AS CONDIÇÕES PARA A REALIZAÇÃO
DO PROJETO COSMOPOLITA
Para que este projeto no seja una mera ilusão,
mas corresponda a uma tendência real da
sociedade mundial nesta época de globalização,
é preciso que se realizem algumas condições
fundamentais:
1. Una integração econômica
e social mundial com fluxo de mercadorias e
de pessoas e informações sempre
mais estreita;
2. uma sociedade civil global;
3. instituições jurídicas
e políticas globais;
4. um sistema de valores ético-políticos
compartilhados tendencialmente universais.

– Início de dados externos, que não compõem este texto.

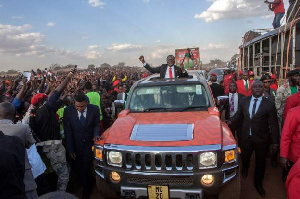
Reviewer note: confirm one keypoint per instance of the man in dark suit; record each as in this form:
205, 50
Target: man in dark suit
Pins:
168, 70
259, 128
82, 128
216, 89
231, 107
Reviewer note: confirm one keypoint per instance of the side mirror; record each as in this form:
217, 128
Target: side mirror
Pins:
223, 100
214, 111
123, 113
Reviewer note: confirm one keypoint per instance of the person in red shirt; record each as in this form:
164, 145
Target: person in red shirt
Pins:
291, 102
277, 7
290, 142
292, 183
251, 75
241, 74
274, 84
244, 85
227, 79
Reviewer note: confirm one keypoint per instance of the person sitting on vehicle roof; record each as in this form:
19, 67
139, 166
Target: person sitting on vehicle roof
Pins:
168, 70
274, 84
278, 7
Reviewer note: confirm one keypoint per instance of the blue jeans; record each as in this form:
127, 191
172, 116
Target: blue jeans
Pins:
277, 18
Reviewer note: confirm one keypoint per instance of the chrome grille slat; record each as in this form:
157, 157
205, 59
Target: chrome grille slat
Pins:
166, 180
160, 161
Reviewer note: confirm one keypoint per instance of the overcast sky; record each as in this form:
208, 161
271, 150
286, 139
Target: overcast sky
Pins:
37, 33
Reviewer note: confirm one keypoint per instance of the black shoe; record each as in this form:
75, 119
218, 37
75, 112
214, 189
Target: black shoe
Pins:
244, 173
260, 190
274, 163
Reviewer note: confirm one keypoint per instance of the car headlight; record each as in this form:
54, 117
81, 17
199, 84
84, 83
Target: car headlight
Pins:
114, 158
98, 153
207, 159
229, 156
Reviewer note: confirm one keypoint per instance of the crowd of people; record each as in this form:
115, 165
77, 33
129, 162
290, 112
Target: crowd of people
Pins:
260, 114
58, 116
39, 111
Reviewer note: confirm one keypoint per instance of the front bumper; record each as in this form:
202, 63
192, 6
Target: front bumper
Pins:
181, 184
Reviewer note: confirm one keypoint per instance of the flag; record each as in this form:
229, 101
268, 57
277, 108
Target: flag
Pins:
189, 54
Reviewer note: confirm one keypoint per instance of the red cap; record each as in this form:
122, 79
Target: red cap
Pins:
116, 82
273, 76
213, 74
38, 98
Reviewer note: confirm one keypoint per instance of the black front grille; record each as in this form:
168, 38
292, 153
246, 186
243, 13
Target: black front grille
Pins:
160, 161
161, 180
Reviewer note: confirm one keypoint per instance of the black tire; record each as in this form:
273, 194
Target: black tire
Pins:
104, 189
232, 190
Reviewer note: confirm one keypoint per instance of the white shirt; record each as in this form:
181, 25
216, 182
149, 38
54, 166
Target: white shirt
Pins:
37, 165
235, 103
251, 106
84, 113
167, 72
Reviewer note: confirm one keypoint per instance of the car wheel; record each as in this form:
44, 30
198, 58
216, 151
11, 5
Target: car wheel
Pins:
232, 190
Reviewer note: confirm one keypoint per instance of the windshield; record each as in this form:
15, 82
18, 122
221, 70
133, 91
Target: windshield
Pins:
169, 98
217, 71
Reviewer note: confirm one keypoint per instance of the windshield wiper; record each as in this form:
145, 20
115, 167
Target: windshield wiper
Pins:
154, 109
192, 107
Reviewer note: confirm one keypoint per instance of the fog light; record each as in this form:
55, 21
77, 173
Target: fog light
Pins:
115, 177
207, 180
98, 154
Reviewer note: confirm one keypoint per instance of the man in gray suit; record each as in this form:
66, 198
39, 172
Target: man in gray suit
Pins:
23, 131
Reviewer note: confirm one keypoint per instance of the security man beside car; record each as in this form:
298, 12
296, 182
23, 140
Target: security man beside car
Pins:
255, 112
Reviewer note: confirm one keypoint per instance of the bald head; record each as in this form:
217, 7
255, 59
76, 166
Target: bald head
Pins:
7, 111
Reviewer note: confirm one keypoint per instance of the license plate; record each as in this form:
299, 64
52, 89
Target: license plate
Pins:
158, 192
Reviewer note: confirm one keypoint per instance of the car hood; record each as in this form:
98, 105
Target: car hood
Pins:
206, 129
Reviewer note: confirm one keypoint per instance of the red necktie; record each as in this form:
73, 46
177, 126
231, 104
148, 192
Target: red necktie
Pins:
170, 72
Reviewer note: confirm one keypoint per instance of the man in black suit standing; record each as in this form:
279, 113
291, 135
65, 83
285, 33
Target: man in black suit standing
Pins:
259, 128
231, 108
216, 89
82, 128
168, 70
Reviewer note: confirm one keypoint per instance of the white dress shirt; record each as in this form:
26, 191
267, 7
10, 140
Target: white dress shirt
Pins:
167, 72
235, 102
251, 106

Como indica o título sugestivo do livro
do teólogo ecumênico Hans Kung,
a pergunta central para nossa discussão
é a seguinte: existe una economia mundial
(weltwirtschaft), porém não há
una política mundial (weltpolitik) que
regule a economia, inspirada em princípios
éticos universalmente compartilhados
(weltethos).19
A tese que defenderemos neste ensaio, de modo
sumário devido às limitações
de espaço, è que a maioria destas
condições estão se dando
na atualidade, ainda que de forma desigual,
e que a visão cosmopolita das relações
internacionais constitui a alternativa mais
promissora para o presente e o futuro das relações
internacionais no mundo globalizado.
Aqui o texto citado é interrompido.